The Kurpfaelzisches Museum der Stadt Heidelberg is a broad ranging as well as in depth museum of the Heidelberg region covering it's history, archaeology and art (Kurpfalz being an ancient electioral region of the Holy Roman Empire). I stumbled apon this museum by accident when I was wandering around the city but would highly recommend it as a starting point for tourists wanting a more detailed look at the region and it's history as it gives a great background after which I had a greater appreciation of the famous historical sites such as the castle.
A great place to start is in the urban history section, especially if you feel that your knowledge of art (specifically German art) is a little lacking. The early parts of this I found a little boring as they concentrate on the development of the city and except for the urban development expert don't require more than a quick pass through. However, the area with history from 1800 onwards is far more people based and I found it enthralling-and it gives the amateur viewer an appreciation of why, for example, the romantic painters or the time period around 1900 are so important in this region of Germany. I found that as someone with an interest in art but no specific detailed knowledge this really gave a good background from which to appreciate the actual art exhibits later. Information was available in English, although less detailed than the German.
The main part of the museum is taken up with paintings and sculptures ranging from the 15th to the 20th centuries and is largely by artists either from the Heidelberg region or with some connection to it. I enjoyed being able to look at local work rather than art that has influence from the whole world which is common in the larger museums. Rooms house work from medieval times, through the baroque period through the romantic and up to modern and post-war age thus it is possible to trace the development of art in this region through the ages.
I spent most of my time in the romatic painters section partially because this is the area that I have most interest in but also because the collection has a particular focus on this period.
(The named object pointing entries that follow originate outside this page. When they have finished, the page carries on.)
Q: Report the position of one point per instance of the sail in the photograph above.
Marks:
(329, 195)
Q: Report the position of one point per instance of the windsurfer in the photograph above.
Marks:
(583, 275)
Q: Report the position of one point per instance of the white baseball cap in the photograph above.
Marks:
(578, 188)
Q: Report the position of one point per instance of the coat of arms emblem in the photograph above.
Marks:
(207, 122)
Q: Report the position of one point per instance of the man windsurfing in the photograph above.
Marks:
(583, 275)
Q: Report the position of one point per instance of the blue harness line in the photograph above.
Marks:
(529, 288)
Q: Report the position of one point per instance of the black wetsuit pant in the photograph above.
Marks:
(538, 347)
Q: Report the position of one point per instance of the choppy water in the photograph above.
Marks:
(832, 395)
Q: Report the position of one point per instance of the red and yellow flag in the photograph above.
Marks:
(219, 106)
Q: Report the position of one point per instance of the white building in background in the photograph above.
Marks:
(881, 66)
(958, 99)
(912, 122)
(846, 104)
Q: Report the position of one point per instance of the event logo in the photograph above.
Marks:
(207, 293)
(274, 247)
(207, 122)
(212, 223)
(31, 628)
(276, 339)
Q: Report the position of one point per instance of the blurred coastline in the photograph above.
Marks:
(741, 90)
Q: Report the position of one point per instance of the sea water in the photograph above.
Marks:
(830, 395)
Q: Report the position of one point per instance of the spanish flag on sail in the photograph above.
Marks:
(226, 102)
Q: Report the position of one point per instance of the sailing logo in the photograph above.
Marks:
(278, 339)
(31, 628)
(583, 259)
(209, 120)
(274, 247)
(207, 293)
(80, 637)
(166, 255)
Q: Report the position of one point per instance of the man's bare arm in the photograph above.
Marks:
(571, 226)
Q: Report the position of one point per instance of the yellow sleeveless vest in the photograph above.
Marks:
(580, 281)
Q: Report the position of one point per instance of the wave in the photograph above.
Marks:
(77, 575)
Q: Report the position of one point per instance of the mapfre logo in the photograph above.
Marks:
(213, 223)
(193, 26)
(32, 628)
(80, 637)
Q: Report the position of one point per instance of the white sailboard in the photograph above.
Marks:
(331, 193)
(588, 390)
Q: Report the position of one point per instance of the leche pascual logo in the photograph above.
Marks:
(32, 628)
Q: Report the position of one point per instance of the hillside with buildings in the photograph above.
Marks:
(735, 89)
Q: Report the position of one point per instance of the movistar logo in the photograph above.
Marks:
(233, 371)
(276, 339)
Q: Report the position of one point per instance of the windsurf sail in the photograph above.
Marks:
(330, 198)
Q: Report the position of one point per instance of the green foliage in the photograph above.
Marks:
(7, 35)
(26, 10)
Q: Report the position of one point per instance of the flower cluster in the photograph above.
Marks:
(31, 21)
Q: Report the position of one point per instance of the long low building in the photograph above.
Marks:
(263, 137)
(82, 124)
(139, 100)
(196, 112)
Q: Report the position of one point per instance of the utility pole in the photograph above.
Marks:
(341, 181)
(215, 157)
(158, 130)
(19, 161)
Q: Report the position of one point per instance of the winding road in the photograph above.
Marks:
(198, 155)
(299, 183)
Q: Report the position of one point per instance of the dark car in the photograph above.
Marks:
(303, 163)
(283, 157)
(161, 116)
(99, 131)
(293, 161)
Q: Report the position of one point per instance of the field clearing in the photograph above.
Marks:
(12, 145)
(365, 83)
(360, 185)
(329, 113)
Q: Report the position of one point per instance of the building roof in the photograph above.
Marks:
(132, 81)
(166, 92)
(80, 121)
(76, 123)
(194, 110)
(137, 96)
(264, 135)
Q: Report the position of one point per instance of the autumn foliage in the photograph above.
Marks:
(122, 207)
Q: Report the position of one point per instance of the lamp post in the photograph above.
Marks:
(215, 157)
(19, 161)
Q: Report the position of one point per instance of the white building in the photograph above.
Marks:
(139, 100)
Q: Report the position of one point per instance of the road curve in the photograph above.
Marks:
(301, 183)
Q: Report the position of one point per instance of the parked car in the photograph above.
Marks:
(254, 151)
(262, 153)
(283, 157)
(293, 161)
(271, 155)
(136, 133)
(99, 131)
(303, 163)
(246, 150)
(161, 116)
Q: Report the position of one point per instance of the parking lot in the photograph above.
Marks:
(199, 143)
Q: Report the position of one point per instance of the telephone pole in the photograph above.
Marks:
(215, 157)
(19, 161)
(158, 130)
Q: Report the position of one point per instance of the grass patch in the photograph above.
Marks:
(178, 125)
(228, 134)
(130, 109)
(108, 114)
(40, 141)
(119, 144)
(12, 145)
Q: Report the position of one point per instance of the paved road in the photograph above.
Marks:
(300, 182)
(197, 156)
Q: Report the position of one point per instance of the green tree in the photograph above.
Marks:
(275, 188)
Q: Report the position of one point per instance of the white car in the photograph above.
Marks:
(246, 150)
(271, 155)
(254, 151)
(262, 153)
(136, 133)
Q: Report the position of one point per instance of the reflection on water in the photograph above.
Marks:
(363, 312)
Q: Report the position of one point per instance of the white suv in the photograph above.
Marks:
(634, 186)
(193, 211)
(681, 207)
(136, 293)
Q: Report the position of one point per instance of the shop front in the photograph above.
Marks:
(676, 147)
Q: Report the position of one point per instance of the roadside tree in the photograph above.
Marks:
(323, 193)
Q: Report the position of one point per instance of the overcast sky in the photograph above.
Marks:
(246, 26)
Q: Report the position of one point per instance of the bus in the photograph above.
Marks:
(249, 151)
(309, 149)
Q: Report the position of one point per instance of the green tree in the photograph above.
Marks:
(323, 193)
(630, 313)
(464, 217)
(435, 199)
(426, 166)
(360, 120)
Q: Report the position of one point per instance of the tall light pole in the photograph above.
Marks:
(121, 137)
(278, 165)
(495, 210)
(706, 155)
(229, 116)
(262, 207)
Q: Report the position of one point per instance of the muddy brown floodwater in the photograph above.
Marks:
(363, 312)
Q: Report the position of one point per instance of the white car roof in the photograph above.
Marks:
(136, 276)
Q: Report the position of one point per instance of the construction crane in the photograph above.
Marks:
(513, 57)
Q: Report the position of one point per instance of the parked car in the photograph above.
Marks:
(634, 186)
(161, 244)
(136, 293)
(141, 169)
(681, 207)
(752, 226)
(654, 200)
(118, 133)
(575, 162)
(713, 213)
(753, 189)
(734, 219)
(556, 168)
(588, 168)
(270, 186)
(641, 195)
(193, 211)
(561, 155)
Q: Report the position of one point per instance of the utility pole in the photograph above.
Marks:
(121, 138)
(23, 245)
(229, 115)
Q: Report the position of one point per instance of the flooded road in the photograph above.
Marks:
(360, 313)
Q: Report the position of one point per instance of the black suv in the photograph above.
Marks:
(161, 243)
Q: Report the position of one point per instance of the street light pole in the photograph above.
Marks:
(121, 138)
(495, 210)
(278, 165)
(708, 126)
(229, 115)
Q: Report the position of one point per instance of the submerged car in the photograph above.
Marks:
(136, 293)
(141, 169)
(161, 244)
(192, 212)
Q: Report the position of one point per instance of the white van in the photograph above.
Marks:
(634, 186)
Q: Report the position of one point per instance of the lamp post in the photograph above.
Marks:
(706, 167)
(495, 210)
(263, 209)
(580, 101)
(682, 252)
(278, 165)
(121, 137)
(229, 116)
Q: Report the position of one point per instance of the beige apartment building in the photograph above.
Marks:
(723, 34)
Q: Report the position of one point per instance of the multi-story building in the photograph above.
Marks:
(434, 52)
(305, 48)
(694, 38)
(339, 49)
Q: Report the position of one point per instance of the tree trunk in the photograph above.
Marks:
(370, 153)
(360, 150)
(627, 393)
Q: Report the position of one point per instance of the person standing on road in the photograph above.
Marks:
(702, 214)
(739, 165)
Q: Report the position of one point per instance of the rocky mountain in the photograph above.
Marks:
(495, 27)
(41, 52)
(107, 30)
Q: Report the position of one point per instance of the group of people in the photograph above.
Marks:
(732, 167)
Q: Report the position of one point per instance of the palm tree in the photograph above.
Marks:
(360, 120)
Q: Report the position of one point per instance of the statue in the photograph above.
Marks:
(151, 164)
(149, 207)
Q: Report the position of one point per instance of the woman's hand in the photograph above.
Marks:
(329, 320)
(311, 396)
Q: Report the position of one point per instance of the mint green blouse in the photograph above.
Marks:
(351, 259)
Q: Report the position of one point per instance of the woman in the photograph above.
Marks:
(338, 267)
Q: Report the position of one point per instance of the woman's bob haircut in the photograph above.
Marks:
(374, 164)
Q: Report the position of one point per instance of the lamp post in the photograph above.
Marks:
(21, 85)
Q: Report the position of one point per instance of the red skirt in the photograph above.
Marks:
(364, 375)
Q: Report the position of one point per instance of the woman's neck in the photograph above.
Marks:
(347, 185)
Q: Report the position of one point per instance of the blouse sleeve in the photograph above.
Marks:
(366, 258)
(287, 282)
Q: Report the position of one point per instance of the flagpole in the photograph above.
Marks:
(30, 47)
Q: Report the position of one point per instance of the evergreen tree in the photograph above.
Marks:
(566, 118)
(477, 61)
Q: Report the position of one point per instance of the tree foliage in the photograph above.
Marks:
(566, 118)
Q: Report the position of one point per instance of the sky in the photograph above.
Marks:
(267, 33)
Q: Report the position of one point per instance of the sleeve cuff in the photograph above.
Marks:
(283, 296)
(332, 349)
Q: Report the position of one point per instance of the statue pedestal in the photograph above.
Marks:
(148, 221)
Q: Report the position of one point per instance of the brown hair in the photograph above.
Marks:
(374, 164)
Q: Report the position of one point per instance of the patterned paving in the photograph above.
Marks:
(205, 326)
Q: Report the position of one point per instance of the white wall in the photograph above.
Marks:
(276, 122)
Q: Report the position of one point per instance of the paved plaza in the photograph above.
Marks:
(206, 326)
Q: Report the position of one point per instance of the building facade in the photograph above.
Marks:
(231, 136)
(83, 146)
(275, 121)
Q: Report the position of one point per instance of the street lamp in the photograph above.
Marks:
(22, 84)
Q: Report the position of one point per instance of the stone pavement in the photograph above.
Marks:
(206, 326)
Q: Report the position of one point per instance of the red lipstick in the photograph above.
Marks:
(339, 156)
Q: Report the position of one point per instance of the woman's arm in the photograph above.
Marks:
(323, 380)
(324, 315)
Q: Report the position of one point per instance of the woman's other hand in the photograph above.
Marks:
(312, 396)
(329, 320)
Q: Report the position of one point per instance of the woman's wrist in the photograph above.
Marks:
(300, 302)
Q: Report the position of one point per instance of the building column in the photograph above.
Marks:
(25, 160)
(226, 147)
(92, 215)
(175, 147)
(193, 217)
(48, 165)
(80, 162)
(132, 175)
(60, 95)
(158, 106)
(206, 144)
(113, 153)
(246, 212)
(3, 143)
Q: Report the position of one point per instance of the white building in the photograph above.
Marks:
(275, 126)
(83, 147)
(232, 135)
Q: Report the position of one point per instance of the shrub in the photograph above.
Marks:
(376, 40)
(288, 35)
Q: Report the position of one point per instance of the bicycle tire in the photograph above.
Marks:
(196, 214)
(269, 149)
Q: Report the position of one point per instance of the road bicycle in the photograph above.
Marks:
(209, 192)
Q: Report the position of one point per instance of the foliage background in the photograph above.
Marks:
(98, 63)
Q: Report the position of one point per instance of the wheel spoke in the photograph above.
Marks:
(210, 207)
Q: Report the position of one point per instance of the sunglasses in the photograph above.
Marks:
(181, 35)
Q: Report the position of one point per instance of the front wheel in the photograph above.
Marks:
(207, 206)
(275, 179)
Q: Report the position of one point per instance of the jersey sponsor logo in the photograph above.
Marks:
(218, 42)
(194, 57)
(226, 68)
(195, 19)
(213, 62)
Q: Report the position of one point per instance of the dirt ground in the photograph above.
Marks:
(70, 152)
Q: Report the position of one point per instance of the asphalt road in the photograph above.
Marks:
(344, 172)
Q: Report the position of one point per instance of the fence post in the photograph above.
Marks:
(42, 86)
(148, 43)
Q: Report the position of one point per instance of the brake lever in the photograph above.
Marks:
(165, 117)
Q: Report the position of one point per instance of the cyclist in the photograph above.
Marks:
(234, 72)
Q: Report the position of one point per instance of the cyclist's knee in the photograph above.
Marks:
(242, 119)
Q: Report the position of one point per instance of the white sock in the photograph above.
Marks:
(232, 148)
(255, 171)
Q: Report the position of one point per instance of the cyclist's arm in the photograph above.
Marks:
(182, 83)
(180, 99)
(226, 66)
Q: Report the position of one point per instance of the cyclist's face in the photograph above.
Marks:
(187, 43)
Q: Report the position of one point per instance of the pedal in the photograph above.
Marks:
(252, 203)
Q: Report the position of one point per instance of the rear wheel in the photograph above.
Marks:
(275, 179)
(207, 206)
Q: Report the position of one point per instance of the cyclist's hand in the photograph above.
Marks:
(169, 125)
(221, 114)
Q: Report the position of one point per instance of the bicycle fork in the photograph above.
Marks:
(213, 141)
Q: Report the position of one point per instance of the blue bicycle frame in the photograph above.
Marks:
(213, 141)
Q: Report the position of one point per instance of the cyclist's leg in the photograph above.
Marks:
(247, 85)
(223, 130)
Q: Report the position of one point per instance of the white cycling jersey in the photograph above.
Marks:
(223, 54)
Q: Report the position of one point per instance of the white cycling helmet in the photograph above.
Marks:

It houses pieces by some big names such as Fohr and Fries and is broad in its coverage of the region. I easily spent an hour here and could have stayed longer.
There are also sections of the museum on graphic and applied arts although I have less of an interest in these and skipped these rooms.
Overall I think this is a fantastic collection and it is housed in a light and airy but old building that is pleasant to walk around with a small garden at the front. I believe that the museum has a good balance to keep both people heavily into art and those who just enjoy looking at some paintings interested-good place to spent a few hours.